Durante los primeros años de su vida estuvo sometido a toda clase de estudios y a un cuidado extremo, pero afortunadamente su tío Vladimir que se había dedicado a la ingeniería genética, y también había hecho una maestría en arqueología genética, les había asegurado que los avances médicos en aquella materia le permitirían a Vadim llevar una vida tan normal como a cualquier otra persona. No obstante, aquello siempre sería una espada de Damocles sobre sus cabezas, al menos en opinión de Igor y de Gleb.

Una vez superada su primera infancia y siendo que no se habían presentado serios contratiempos con su salud, Gleb comenzó a concebir verdaderas esperanzas de que su único vástago lograse llegar a la adultez, de manera que comenzó a preocuparse y a planear un futuro en ese sentido. Sin embargo, fueran cuales fueren sus planes, definitivamente éstos no iban en la misma dirección que los de Vadim, así que en cuanto pisó la adolescencia las preocupaciones de Gleb en lugar de disminuir se incrementaron en forma considerable, porque el muchachito aquel, y aunque según los especialistas había heredado la brillantez de sus antepasados, no había forma de que se interesase en los estudios y todo parecía aburrirlo, sin contar con que les hacía la vida miserable a los maestros. Nunca obtuvo las calificaciones que habían logrado los demás miembros de su familia, pero de algún modo logró concluir la misma carrera que su tío Vladimir que parecía ser la única persona de su entorno que merecía su respeto, tal vez porque era el único que no lo había tratado nunca como si estuviese a punto de romperse en mil pedazos.

Después de eso, Vadim se había dedicado a viajar y a darle mucho material a la prensa, ya que, a sus recién cumplidos veinticinco años, ya se había casado tres veces y divorciado dos, y el primer matrimonio le supuso a los Vasiliev un enorme problema, porque aquel incordio se casó de buenas a primeras con una criatura desconocida rompiendo un compromiso con el que no estaba de acuerdo. Aquel fue uno de los peores asuntos en los que los Vasiliev se verían envueltos, pues dio al traste con un arreglo que habían pautado casi desde la cuna de los involucrados generándole la mala voluntad de la familia de la hipotética futura esposa de Vadim.
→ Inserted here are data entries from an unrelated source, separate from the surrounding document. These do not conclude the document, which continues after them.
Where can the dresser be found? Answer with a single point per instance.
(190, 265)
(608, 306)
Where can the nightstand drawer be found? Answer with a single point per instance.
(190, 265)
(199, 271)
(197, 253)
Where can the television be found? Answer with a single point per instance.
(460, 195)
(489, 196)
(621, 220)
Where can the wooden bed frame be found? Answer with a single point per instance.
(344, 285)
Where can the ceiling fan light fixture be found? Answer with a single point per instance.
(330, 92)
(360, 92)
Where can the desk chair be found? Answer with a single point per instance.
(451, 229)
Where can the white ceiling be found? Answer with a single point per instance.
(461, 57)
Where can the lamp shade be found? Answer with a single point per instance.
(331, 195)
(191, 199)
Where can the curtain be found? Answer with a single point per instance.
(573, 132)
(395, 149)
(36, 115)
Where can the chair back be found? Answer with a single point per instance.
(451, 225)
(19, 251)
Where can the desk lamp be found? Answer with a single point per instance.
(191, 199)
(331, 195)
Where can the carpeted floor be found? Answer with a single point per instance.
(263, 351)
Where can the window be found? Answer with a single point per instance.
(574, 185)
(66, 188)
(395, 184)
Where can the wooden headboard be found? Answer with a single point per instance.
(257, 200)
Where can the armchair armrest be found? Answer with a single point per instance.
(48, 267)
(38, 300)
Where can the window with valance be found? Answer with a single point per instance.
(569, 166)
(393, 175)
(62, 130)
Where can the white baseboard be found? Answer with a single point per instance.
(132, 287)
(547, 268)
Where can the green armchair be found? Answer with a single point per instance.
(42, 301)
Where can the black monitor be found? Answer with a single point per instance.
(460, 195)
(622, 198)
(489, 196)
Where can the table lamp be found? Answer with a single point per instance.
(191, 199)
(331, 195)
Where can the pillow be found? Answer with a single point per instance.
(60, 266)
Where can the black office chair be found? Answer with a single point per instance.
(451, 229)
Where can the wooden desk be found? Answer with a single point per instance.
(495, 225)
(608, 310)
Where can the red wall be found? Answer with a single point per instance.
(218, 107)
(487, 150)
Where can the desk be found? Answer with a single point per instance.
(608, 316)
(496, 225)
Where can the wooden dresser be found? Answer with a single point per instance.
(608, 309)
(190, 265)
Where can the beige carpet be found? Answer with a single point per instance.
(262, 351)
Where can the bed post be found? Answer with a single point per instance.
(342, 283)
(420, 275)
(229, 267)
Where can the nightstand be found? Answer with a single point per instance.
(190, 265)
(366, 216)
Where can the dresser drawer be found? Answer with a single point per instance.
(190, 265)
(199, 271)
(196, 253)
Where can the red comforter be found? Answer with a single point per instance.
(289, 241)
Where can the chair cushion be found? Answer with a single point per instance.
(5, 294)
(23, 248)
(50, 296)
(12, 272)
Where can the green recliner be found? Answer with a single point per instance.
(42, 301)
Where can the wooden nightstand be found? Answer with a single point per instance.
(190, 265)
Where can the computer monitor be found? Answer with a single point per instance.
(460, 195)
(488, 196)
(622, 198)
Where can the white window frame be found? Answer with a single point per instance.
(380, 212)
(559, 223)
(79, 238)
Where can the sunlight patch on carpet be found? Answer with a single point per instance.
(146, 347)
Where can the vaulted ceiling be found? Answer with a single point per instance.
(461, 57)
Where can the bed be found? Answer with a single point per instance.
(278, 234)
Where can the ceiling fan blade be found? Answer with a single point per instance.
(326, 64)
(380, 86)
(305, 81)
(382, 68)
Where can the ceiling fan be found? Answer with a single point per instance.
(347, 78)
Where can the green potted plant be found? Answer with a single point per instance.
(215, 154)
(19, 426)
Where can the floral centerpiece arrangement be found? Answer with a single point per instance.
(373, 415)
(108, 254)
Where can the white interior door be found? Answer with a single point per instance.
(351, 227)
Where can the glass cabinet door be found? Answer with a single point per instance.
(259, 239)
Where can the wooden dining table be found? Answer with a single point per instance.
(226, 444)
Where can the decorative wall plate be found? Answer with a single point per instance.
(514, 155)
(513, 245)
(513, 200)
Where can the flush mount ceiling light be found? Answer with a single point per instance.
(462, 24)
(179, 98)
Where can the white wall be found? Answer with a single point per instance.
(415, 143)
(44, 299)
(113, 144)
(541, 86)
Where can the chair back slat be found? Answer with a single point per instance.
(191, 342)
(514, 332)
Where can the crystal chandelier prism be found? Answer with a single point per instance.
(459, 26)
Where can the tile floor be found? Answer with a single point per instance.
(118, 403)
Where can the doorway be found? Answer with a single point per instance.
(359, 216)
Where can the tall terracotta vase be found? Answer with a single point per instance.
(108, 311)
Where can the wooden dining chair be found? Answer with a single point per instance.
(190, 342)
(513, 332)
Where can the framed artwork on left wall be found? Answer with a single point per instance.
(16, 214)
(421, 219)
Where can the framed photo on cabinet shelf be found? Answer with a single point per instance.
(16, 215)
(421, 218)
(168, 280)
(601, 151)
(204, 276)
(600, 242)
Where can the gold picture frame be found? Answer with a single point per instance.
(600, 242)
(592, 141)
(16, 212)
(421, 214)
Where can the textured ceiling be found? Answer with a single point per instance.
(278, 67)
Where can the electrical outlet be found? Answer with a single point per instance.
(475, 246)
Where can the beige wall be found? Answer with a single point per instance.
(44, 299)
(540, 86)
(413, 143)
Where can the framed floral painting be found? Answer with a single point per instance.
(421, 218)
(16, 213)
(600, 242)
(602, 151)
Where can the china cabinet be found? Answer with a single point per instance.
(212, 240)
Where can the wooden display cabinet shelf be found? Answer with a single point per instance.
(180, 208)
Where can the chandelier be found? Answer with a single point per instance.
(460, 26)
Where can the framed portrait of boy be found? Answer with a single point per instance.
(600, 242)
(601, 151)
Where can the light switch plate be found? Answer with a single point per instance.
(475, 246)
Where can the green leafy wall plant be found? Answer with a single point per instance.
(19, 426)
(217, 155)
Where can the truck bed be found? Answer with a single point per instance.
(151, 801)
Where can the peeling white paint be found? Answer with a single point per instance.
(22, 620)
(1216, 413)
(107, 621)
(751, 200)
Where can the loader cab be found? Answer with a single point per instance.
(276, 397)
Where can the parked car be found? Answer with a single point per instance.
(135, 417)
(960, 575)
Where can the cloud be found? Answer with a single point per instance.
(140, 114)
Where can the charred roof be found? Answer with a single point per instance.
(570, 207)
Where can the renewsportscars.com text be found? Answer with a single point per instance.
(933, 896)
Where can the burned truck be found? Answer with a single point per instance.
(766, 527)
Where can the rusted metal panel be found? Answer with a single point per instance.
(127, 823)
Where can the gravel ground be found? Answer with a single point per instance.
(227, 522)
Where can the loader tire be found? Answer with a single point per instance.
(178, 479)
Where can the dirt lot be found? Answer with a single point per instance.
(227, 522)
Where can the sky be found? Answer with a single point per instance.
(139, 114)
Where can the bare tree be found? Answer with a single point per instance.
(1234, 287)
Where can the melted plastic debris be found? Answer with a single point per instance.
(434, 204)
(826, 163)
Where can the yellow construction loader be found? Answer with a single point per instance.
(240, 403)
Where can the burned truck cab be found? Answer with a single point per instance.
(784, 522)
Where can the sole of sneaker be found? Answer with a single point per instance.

Aparte de su tío Vladimir, con quien mejores relaciones tenía Vadim era con Mijail, el hijo del anterior. Mijail al igual que su padre, se había dedicado a la genética y en la actualidad trabajaba directamente en las investigaciones de terapia génica, y siendo que disponía de todos los recursos imaginables, así como de un laboratorio debidamente equipado, se dedicaba con ahínco a su investigación y había intentado por todos los medios involucrar a Vadim, pero había tenido escaso éxito y Vadim solo había estado en unas pocas oportunidades en los laboratorios de investigación. No obstante, Mijail había notado que, en esas ocasiones, los comentarios u observaciones de Vadim habían sido acertados y, de hecho, él mismo se había preguntado cómo no habían notado ni él, ni ninguno de sus colaboradores, cosas que después que Vadim las decía parecían muy obvias. Por esto Mijail no solo no había renunciado a reclutar a Vadim, sino que se lo había comentado tanto a su padre como a su tío Gleb, pero si bien el primero no tuvo dificultad alguna en creerlo, no era el caso de Gleb que seguía pensando que su hijo era simplemente inútil en cualquier área.